The leopard (Panthera pardus) faces an 83% increased risk of extinction in North India due to roadkill, according to a new international study that quantifies the threat posed by roads to the survival of animal populations around the world.

  • The leopard population of North India is at highest risk among four animal populations identified as being the most vulnerable to extinction in the next 50 years if observed roadkill levels persist.
  • It is followed by the maned wolf and the little spotted cat, both of Brazil, and the brown hyena of southern Africa.
  • At an 83% increased risk, the study estimates the time to the North Indian leopard population’s extinction at 33 years.
  • Other populations found highly vulnerable include the lion-tailed macaque (Macaca silenus) and sloth bear (Melursus ursinus) in South India.
  • For the North Indian leopard population, the study site covered Uttarakhand’s Rajaji National Park and Haridwar Conservation area.
  • The International Union for Conservation of Nature (IUCN) recognises roadkill as a threat to 10 mammalian species, but the study notes that these were not among those found most vulnerable by the researchers.

Stubble Burning:

A study was conducted recently in six villages of Patiala, Punjab on Stubble Burning and impacts on health.

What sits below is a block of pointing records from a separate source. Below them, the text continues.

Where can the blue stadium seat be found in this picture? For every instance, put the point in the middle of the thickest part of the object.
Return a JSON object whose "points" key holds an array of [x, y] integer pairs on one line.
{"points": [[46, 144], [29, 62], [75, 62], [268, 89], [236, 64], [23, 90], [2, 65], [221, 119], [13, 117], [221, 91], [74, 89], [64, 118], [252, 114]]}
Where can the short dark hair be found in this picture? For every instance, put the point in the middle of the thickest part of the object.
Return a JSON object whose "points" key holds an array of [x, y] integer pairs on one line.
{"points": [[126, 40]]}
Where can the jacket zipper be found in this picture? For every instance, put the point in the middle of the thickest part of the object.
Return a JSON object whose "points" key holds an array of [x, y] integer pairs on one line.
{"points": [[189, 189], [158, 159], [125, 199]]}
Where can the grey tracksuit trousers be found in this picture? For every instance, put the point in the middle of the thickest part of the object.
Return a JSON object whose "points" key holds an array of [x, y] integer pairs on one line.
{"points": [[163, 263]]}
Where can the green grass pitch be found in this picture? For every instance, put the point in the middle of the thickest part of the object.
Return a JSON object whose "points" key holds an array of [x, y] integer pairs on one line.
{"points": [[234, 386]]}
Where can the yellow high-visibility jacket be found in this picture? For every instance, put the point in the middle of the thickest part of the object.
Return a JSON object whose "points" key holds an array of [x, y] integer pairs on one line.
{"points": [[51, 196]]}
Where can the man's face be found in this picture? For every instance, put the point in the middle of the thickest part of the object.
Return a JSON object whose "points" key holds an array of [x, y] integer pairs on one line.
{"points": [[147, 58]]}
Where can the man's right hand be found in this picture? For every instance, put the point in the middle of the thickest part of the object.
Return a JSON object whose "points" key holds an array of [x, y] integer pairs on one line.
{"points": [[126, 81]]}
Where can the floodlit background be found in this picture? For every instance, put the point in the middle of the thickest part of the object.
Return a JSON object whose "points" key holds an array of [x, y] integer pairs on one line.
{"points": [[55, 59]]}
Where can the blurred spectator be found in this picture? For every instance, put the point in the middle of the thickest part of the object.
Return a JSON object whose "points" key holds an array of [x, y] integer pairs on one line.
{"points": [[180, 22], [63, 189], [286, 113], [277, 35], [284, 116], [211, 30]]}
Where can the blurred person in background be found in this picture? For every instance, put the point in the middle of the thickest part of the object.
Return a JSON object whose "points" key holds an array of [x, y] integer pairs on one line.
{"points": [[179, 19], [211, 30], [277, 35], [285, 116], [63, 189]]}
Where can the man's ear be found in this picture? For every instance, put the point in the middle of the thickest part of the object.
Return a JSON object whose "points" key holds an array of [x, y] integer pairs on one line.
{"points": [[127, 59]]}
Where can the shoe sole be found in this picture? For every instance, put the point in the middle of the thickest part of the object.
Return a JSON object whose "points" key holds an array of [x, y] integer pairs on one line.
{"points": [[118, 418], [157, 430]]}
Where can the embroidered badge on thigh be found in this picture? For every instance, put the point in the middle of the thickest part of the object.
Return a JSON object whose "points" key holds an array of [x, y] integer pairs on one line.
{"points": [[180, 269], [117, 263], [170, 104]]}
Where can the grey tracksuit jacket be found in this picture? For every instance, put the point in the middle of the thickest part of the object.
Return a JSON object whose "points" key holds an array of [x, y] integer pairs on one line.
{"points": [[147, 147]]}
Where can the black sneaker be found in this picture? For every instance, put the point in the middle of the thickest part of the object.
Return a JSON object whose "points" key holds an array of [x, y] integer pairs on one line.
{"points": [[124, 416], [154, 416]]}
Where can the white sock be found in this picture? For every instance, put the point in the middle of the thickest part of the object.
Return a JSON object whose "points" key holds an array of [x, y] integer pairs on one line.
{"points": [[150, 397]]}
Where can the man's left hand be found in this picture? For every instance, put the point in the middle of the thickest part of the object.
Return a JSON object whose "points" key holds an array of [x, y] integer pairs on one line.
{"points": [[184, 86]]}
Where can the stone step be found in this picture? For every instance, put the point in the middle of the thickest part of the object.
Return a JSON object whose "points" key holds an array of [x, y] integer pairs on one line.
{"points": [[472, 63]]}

  • Pollution from stubble burning significantly reduced lung function and was particularly harmful to rural women.
  • The concentrations of PM2.5, the category of unburnt carbon particles considered most harmful to respiratory health, was found to increase more than twice between the two phases, from 100 g/m3 to 250 g/m3.
  • During the crop residue burning period, a two to three-fold increase was noted in most of the respiratory symptoms including wheezing, breathlessness on exertion, cough in morning, cough at night, skin rashes, runny nose or itchiness of eyes etc. across all age groups (10-60 years).
  • The highest number of respiratory complaints were reported by the elderly population (>40-60) and the lowest in the younger age group(>10-18) during crop burning period.
  • There was decline in lung function with increase in PM2.5 concentration across all age groups even after controlling for several other exposure variables, such the influence of cooking fuel, ventilation, distance from road etc.

Stubble burning:

  • It is a common practice followed by farmers to prepare fields for sowing of wheat in November as there is little time left between the harvesting of paddy and sowing of wheat.
  • Stubble burning results in emission of harmful gases such carbon diaoxide, sulphur dioxide, nitrogen dioxide along with particulate matter.